殷家寶和方力一直陪著樊浩梅在醫院內等候訊息。

樊浩梅整整兩天兩夜未曾閉上過眼睛,殷家寶勸她:

“媽,讓我在這兒守著,方力陪你回家去躺一躺,待明明醒過來了,我立即通知你好嗎?”

“讓我多等一會吧!”樊浩梅說。

殷家寶緊緊握著母親的手,不再說話。

“家寶,”反倒是樊浩梅有話要跟兒子說:“你別擔心我!我已經作了最壞的打算。”

“媽,不要這麼說,明明會被搶救成功的。”

“腦部受到嚴重的損害,就是救活了,也只會是植物人一個,真的是生不如死。”

“媽媽。”

“家寶,都說這次金融大風暴等於第三次世界大戰,家家戶戶都傷亡慘重,在所難免。

“可恨的不是命運,而是掀起這場風暴的罪魁禍首。”

“當年德國的納粹份子,日本的軍國主義擁護者,不論多少年之後,他們逃到哪兒,躲到什麼地方,都要抓他們出來公審,治以應得之罪。

“可惜,這次的害群之馬,太曉得運用絕大部分群眾所不熟悉的金融財技作為他們的原子彈與毒氣,把我們殺個片甲不留,死不暝目,而他們卻仍然能在法律的許可和護庇之下,享受他們殘酷戰爭所贏得的戰勝品。”

殷家寶沒有回應。

他記牢母親的這番話。

一個與世無爭的平凡女人,一個大半生在中環一幢舊唐樓內幹粗活的平民百姓,可以打從心底裡發出了不平的呼聲,吐出了沉冤待雪的吶喊,是值得關注和處理的。

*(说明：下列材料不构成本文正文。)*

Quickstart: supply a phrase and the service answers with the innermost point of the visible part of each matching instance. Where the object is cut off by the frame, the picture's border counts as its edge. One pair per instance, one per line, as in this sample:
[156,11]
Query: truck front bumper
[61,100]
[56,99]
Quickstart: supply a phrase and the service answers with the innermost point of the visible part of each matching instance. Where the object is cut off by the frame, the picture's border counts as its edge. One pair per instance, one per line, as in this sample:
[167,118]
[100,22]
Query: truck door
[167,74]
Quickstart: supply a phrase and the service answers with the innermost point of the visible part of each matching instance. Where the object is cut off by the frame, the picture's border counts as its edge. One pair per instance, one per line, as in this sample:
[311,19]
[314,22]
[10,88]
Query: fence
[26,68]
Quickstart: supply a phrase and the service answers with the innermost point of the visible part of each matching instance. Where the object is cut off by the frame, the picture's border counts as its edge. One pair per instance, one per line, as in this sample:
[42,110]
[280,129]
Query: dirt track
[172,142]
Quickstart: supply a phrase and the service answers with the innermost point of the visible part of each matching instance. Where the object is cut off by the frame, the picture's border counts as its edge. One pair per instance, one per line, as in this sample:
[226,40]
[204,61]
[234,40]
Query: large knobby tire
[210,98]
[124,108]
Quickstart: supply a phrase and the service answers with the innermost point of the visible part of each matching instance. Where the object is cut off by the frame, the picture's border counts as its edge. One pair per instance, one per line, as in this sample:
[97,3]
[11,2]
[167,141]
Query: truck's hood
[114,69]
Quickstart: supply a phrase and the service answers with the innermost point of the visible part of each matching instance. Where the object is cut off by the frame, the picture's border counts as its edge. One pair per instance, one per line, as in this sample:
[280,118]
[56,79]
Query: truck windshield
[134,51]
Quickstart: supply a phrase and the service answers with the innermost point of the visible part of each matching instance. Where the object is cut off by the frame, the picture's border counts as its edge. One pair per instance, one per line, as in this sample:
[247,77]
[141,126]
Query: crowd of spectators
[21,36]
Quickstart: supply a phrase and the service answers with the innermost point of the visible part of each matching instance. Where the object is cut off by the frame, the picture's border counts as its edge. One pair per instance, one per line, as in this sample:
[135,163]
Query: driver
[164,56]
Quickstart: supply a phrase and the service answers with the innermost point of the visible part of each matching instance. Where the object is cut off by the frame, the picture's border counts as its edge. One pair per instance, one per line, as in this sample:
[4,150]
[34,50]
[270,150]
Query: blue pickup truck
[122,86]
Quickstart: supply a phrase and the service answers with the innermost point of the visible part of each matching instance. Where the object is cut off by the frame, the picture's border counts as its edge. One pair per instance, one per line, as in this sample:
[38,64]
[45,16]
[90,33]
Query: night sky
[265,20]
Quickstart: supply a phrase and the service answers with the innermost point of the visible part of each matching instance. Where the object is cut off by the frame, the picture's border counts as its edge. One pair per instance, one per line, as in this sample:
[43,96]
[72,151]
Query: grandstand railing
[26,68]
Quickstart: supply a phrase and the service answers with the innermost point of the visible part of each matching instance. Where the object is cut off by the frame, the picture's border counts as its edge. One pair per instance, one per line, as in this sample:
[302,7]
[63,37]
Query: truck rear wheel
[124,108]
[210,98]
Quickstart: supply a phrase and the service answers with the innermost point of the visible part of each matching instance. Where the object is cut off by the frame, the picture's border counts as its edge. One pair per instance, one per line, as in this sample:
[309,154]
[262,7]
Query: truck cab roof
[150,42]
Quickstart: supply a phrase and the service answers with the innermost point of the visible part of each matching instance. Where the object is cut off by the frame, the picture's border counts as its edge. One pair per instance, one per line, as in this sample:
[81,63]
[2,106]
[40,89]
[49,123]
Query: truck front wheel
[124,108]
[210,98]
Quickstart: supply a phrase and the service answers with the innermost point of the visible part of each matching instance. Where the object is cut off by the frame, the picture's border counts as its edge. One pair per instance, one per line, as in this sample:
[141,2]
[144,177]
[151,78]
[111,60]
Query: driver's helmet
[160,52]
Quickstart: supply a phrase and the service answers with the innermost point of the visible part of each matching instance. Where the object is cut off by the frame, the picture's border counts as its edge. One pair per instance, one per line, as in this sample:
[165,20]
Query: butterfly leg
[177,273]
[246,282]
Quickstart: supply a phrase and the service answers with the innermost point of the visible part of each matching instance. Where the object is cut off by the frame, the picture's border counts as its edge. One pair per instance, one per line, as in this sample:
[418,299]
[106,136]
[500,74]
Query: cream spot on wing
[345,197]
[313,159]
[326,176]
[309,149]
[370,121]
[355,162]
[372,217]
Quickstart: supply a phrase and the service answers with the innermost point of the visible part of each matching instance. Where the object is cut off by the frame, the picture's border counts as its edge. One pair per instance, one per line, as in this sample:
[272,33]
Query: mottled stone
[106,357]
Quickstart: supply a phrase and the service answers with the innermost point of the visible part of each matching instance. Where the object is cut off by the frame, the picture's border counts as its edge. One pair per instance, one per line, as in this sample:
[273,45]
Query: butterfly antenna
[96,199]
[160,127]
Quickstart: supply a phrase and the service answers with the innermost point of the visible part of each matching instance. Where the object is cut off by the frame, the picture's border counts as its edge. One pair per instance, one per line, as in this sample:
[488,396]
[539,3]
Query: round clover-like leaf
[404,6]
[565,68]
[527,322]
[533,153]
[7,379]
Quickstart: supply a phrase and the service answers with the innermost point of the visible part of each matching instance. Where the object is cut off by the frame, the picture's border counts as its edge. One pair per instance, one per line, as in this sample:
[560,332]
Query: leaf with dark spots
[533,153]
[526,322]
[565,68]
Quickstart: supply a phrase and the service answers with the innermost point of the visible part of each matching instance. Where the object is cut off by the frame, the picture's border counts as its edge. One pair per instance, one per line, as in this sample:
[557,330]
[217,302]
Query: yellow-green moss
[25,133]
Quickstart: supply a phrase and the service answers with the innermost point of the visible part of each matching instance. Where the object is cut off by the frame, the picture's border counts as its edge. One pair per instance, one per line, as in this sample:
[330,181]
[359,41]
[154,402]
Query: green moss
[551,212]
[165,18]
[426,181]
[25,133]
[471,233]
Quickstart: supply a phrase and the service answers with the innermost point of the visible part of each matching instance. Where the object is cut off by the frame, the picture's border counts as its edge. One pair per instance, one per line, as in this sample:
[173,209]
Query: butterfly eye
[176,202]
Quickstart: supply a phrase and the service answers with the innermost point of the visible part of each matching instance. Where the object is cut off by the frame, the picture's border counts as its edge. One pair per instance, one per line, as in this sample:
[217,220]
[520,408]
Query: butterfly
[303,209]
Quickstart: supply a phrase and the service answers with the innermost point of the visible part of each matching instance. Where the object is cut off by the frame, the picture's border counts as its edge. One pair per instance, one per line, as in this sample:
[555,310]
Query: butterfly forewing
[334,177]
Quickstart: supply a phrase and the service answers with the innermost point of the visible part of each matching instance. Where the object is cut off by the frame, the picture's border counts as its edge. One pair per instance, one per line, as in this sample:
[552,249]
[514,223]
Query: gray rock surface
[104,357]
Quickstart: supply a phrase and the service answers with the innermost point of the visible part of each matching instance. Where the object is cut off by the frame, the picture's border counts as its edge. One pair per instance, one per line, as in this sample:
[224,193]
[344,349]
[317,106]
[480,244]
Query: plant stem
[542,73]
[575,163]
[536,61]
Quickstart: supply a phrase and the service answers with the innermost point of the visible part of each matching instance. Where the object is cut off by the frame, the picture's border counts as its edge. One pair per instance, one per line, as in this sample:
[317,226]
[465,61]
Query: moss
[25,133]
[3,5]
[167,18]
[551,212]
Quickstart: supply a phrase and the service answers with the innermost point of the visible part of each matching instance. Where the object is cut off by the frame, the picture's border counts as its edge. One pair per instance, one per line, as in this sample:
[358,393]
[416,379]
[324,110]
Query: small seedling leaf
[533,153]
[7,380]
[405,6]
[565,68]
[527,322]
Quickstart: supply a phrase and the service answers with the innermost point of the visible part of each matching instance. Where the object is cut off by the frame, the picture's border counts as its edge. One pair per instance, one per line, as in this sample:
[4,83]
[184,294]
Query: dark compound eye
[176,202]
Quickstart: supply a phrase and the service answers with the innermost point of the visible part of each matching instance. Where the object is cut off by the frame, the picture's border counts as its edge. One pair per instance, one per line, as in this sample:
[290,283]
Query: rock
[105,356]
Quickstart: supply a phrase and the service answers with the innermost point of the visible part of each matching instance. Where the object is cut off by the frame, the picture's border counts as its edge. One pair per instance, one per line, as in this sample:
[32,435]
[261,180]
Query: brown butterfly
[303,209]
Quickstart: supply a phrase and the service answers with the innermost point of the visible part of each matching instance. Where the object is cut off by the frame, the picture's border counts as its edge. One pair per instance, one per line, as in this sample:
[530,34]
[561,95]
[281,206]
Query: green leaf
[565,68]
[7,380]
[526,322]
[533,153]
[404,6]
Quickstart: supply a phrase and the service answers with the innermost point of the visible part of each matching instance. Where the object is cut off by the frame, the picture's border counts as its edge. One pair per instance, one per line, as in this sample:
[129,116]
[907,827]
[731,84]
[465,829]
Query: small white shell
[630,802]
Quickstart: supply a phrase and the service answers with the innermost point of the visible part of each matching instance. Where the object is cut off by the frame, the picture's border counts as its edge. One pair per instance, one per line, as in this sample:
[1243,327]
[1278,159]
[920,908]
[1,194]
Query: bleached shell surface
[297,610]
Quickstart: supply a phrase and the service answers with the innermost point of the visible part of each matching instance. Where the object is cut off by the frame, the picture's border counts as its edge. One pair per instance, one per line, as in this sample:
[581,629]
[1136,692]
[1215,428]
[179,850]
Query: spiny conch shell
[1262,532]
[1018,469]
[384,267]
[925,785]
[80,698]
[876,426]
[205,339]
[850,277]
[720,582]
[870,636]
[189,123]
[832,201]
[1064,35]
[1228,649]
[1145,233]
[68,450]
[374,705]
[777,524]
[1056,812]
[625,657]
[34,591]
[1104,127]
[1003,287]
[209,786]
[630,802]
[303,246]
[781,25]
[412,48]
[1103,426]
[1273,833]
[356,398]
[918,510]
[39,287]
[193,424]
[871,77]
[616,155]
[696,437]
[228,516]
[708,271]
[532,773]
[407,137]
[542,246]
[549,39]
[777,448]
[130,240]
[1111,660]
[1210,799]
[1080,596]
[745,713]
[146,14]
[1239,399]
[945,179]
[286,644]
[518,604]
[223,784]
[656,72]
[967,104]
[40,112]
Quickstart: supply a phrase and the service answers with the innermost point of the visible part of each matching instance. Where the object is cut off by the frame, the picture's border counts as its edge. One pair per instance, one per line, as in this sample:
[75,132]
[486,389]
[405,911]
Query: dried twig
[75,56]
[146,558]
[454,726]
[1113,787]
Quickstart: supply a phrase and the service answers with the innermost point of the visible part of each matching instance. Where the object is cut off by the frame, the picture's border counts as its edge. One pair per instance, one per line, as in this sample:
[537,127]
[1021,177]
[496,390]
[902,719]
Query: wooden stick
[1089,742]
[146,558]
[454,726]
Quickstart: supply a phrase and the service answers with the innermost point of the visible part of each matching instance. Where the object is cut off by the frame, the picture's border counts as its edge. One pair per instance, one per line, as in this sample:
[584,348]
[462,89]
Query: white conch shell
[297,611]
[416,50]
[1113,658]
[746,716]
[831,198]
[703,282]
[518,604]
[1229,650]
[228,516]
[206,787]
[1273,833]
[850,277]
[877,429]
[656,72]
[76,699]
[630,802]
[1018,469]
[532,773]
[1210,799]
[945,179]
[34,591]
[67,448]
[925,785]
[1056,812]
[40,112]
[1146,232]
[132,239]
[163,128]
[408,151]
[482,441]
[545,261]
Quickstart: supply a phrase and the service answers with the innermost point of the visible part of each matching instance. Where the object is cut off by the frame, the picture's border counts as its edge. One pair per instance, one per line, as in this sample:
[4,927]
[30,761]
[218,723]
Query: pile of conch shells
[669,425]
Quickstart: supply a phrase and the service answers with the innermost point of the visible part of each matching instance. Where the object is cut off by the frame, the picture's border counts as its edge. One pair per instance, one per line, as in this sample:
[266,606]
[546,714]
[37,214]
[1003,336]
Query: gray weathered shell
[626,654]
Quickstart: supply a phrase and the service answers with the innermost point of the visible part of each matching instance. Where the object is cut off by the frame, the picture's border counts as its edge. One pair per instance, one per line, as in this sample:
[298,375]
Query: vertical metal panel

方明經過院方多位大醫師的全力搶救之後,心脈的跳動已經回覆正常。

可悲的是,方明服食過量的安眠葯,大腦細胞受破壞的程度過深,任憑醫師們有再大本領,也無法有把握讓她的腦部機能在可見的將來康復過來。

看著平靜地躺在病床上的方明,樊浩梅傷心得流不出半滴眼淚。

方力看著他的姐姐熟睡著,竟拉一拉殷家寶的衣角、放輕聲浪說:

“哥哥,別吵醒姐姐,讓媽媽陪著她吧,你跟我來,我帶你見一個人,我看見了她呢!”

殷家寶早已為方明的不幸而難堪得神不守舍,一連串失意挫敗的悲傷和憤慨,已經積累到了一個沸騰點。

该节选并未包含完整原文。